Maybe but it is your thread and I could hear ya laughing way up here.................................

Reactions: Agree 1


----------



## SENC (Jan 11, 2015)

Mike1950 said:


> Maybe but it is your thread and I could hear ya laughing way up here.................................


Not I!


----------



## Mike1950 (Jan 11, 2015)

SENC said:


> Not I!


 Pure codswallop!

Reactions: Funny 1


----------



## Tclem (Jan 11, 2015)

@Mike1950 i think that Henry picked that word just so you would be picked on. All retaliation should be directed at him

Reactions: Agree 2


----------



## ripjack13 (Jan 11, 2015)

I think Henry's got a few WotW devoted just for mike....


----------



## Mike1950 (Jan 11, 2015)

Tclem said:


> @Mike1950 i think that Henry picked that word just so you would be picked on. All retaliation should be directed at him



I have a special word for you @Tclem BULLSH!TTTTTTTTTTTTTT Henry will get his but you are definitely on the short list..........................

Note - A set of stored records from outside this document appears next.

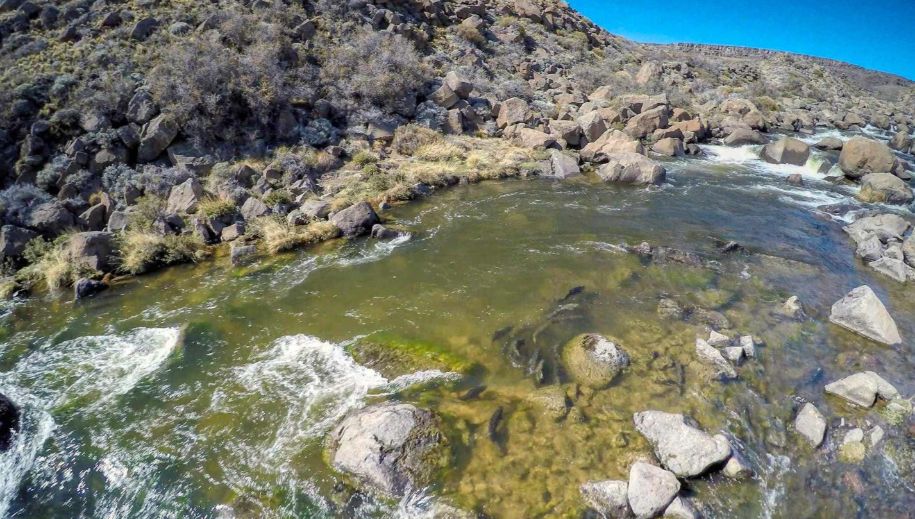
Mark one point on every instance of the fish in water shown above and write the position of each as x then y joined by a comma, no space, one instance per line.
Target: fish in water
494,421
473,392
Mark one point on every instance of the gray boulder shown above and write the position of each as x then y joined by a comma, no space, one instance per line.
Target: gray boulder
184,197
885,188
94,250
711,356
13,241
862,389
885,227
830,143
157,134
608,498
391,447
810,424
563,165
650,490
861,156
680,447
632,168
743,136
669,147
253,209
594,360
862,312
355,220
51,218
786,151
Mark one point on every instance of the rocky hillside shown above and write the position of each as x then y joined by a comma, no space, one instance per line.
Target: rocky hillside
139,133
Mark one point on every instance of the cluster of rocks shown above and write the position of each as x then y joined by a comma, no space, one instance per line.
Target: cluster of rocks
883,241
683,451
724,354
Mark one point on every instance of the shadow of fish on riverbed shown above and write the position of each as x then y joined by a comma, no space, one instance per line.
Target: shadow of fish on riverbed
536,347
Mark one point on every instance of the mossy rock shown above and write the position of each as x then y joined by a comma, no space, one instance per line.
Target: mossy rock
394,356
594,360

Reactions: Like 1 | Funny 2


----------



## Kevin (Jan 11, 2015)

Someone hacked my account and was posting as me for a while. I was able to wrest my account back and am now posting as normal again.

Hi Mike, how's everything going young man? Nice weather we're having. You are sure looking dapper these days; why, if I didn't know better I'd say you've found the fountain of youth! Pay no mind to the heathen hordes taunting you - I have your back.

Reactions: Agree 1 | Funny 3


----------



## ripjack13 (Jan 11, 2015)

Kevin said:


> Someone hacked my account and was posting as me for a while. I was not able to wrest my account back and am now posting abnormal again.
> 
> Hi Mike, how's everything going young man? Nice weather we're having. You are sure looking dapper these days; why, if I didn't know better I'd say you've found the fountain of youth! Pay no mind to the heathen hordes taunting you - I have your back.


I fixed your post there lil fella...

Reactions: Funny 2


----------



## ripjack13 (Jan 11, 2015)

Mike1950 said:


> I have a special word for you @Tclem BULLSH!TTTTTTTTTTTTTT Henry will get his but you are definitely on the short list..........................



well...at least it's short....


----------



## Tclem (Jan 11, 2015)

Oh well if I can handle Henry surely Mike can't be any worse. Then again he is a Yankee.

Reactions: Funny 1


----------



## SENC (Jan 12, 2015)

Tclem said:


> @Mike1950 i think that Henry picked that word just so you would be picked on. All retaliation should be directed at him





ripjack13 said:


> I think Henry's got a few WotW devoted just for mike....



Now there are 2 great examples of codswallop. 

I'm trying to educate here and these 2 jokers are trying to make me look bad. Glad you can see through their charades, Mike.

Reactions: Like 1 | Funny 2


----------



## Tclem (Jan 12, 2015)

SENC said:


> Now there are 2 great examples of codswallop.
> 
> I'm trying to educate here and these 2 jokers are trying to make me look bad. Glad you can see through their charades, Mike.


It's bees whrking 2 he ries. Eyes getten edumacated every days


----------